What Is Passwordless Authentication?

According to Sam Srinivas, Google Cloud Director of Product Management, passwordless authentication usage will grow rapidly. Credentials vulnerability is responsible for 84% of the data breaches as per Verizon’s 2021 Data Breach Investigations Report.

Passwordless authentication is the process of verifying a software user’s identity with something other than a password. Phishing attacks usually aim to steal users’ login and password. Credentials leaked from one website can be successfully used on another website as people often reuse passwords. Removing passwords from the authentication process eliminates the risk.

Here are the most common types of passwordless authentication:

Biometric. Facial recognition or using fingerprint is widespread on mobile devices.
Magic Links. A user enters their email and a one-time login link is sent to the email.
One-Time Passwords or Codes. Similar to magic links but the user receives a one-time password or code to their email. The user should then enter this code into the form.
Push Notification. User confirms log in with an authentication app on the phone. We can see such an approach while trying to log in to a Google account. Gmail app on the phone prompts to confirm.

System Design

Managing Billions of Data Points: Evolution of Workflow Management at Groupon - Groupon migrated from Cron to Apache Airflow as a workflow automation tool.

Contextual Ads: Scylla at GumGum - another company moved from Cassandra to Scylla Cloud. The cost of licensing and servers for Scylla Cloud was slightly higher than Cassandra, but this included support and cluster management, which they were able to offload from their team, which meant an actual savings of Total Cost of Ownership (TCO).

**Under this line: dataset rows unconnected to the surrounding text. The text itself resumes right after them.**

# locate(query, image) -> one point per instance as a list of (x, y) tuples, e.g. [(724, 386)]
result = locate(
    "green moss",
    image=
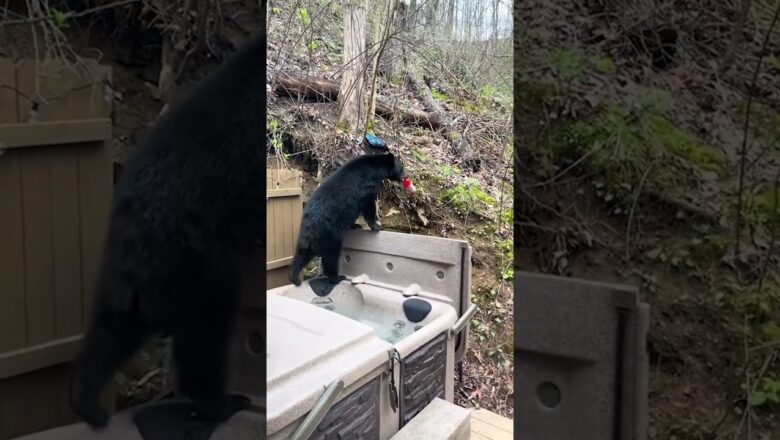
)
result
[(567, 63), (774, 63), (764, 120), (684, 145), (420, 156), (603, 64), (467, 197), (438, 94), (761, 210)]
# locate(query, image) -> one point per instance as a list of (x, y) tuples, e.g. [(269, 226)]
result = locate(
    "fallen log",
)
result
[(324, 90), (460, 144)]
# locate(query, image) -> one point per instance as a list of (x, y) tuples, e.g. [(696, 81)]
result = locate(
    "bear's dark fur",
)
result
[(186, 212), (335, 205)]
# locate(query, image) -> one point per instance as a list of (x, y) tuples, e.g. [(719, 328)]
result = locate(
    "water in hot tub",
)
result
[(387, 328)]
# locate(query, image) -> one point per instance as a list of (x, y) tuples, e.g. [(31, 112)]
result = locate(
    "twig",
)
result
[(743, 150), (749, 390), (71, 14), (773, 235), (633, 208)]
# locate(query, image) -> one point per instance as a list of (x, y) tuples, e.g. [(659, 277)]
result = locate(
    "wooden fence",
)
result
[(283, 217), (55, 192)]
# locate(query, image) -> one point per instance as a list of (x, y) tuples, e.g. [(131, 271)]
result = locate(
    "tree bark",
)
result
[(736, 36), (324, 90), (450, 17), (460, 144), (351, 99)]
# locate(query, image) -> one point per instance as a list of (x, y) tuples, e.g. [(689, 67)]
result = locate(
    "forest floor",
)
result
[(630, 142), (452, 201)]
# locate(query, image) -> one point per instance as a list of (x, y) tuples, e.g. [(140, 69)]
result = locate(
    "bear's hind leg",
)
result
[(111, 340)]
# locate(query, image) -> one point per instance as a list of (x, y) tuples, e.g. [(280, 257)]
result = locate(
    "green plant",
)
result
[(623, 141), (420, 156), (567, 63), (767, 392), (762, 211), (439, 95), (303, 15), (603, 64), (60, 19), (467, 197)]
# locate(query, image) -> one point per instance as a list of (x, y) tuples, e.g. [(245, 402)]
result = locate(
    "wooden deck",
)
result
[(486, 425)]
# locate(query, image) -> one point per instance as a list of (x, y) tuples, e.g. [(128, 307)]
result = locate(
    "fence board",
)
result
[(95, 185), (39, 276), (69, 92), (8, 96), (13, 323), (67, 235)]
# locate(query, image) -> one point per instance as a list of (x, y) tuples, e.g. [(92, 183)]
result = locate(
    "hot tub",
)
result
[(362, 358)]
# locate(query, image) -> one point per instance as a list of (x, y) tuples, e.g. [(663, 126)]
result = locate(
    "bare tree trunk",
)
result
[(351, 105), (324, 90), (460, 144), (382, 35), (496, 4), (450, 17), (736, 36)]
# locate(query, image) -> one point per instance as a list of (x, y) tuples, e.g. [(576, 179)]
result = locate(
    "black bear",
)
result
[(186, 214), (335, 205)]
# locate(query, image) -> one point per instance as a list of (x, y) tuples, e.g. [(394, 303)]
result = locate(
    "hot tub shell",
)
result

MLOps — Is it a Buzzword??? Part 1

Text analytics on LinkedIn Talent Insights using Apache Pinot - LinkedIn developed and open-sourced OLAP datastore - Pinot. It’s been handed to Apache. Other products like this are Apache Druid or Clickhouse. This blog post describes the journey of adding a fast text search to this database.

A new Protocol Buffers generator for Go

Product News

Better JSON in Postgres with PostgreSQL 14

In PostgreSQL, the regular JSON field is validated on write and then stored as a string. JSONB field stores compressed data with no preserved whitespaces.

In PostgreSQL 14, there is a new way to query JSON that looks Pythonic:

SELECT *
FROM shirts 
WHERE details['attributes']['color'] = '"neon yellow"'
  AND details['attributes']['size'] = '"medium"'

Update follows the same format:

UPDATE shirts
SET details['attributes']['color'] = '"neon blue"'
WHERE id = 123;

PostgreSQL 14 is set to be released in Q3 2021. Early beta is already available.

Stripe Identity - Stripe rolls out a new service to verify identity to prevent fraudulent payments.

Lyrid - Multicloud serverless.

Culture

An incomplete list of skills senior engineers need, beyond coding

A Guide to Personal Pronouns and How They’ve Evolved - According to the Oxford English Dictionary, the first record of the so-called “singular they” dates to 1375. Affirming a person’s pronouns demonstrates respect, reduces depression, increases self-esteem, and supports positive regard.